In contrast to Pina, the results for Pinb evidenced no action of positive selection regardless of whether we included the complete or partial data sets in our analyses. These results do not allow us to assert the absence of positive selection (Wong et al. 2004; Zhang et al. 2005). However, it is quite possible that the closely related Pina and Pinb genes (70% amino acid similarity), which share overlapping functions, evolved under different selective constraints associated with variation in their defense function in vivo. It has been shown that closely related antimicrobial peptides (paralogous loci) with different selective patterns also exhibit variation in their antimicrobial properties. Thus, for example, the adaptively evolving gene has improved antimicrobial activity compared to that evolving neutrally or under weak selection (Nicolas et al. 2003; Tennessen 2005). Consistent with this model, the 13-residue fragment of wheat PIN-a (FPVTWRWWKWWKG-NH2; puroA), which has been proposed as the bactericidal domain of PIN-a, has higher in vitro antimicrobial activity than the corresponding peptide of PIN-b (FPVTWPTKWWKG-NH2; puroB) (Jing et al. 2003). The larger number of tryptophan and positively charged amino acid residues that characterize puroA may enhance its antimicrobial properties (Jing et al. 2003). It is interesting that all S-genome Aegilops species analyzed in this study have a WWR instead of a WWK sequence. Arginine (R) and lysine (K) both can interact with tryptophan through cation-π interactions, but based on statistical analysis, the occurrence of arginine is most likely (Gallivan and Dougherty 1999). Cation-π interactions are thought to contribute to protein stability, however, the effect of having an R instead of a K on the antimicrobial properties of PIN-a needs to be investigated.

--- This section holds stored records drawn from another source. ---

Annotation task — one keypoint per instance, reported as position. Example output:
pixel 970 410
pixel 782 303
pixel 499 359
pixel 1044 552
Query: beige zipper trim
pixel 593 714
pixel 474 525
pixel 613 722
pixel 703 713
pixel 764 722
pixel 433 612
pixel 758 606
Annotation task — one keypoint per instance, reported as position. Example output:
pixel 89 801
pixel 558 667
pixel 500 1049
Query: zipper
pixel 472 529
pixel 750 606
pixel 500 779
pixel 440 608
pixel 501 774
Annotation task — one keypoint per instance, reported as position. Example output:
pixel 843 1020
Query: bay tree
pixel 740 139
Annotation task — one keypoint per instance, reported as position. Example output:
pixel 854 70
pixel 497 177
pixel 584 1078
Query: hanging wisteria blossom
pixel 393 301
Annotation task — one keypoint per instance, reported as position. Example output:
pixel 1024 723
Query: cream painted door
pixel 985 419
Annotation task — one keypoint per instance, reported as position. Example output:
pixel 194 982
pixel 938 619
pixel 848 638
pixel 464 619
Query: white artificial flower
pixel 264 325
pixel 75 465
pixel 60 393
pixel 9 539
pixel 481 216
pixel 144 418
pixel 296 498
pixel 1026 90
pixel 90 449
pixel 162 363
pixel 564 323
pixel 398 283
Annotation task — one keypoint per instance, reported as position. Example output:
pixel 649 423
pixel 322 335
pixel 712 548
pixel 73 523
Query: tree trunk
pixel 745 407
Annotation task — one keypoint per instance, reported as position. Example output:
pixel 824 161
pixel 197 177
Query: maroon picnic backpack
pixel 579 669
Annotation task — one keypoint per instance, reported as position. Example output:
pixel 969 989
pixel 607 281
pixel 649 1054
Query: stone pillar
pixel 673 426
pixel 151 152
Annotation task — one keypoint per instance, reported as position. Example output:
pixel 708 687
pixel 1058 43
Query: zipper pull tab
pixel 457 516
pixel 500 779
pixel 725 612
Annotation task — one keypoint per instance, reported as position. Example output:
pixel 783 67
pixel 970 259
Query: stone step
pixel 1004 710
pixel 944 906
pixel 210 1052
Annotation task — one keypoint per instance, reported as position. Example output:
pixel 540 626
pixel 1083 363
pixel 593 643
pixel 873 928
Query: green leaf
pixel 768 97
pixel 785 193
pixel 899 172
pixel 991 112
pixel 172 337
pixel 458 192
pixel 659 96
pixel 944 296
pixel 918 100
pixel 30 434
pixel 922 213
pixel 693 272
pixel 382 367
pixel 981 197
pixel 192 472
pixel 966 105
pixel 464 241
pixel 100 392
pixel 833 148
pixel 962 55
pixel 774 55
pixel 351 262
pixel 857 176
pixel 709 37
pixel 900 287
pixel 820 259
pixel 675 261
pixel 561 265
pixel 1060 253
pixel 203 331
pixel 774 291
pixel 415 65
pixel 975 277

Our results for Gsp-1 showed some evidence of relaxation of functional constraints with no radical selective pressures, suggesting that this gene is evolving neutrally. Since no apparent selection has altered its evolutionary rates, the Gsp-1 gene is a good candidate for studying the evolution of the tribe Triticeae. The specific biological function of Gsp-1 remains unknown and is still a subject of continued research. Experimental work has demonstrated that Gsp-1 has no significant effect on grain endosperm texture (Tranquilli et al. 2002), but a possible role as a plant defense gene has not been investigated.

This study performed interspecific DNA sequence comparisons for identifying the selective forces associated with gene duplication and provided insights into the macroevolutionary dynamics of PINs and Gsp-1 genes in the tribe Triticeae. Results suggested the role of positive selection during the evolution of the Hardness locus-related genes and supported previous studies (Silverstein et al. 2005; Tennessen 2005), suggesting that fixation of adaptive mutations by natural selection might operate in the evolution of antimicrobial peptides. Additionally, we documented novel PIN genomic sequences in the wild wheat germ plasm, rye, and barley that will be useful for the assessment of grain texture in wheat and other cereal crops.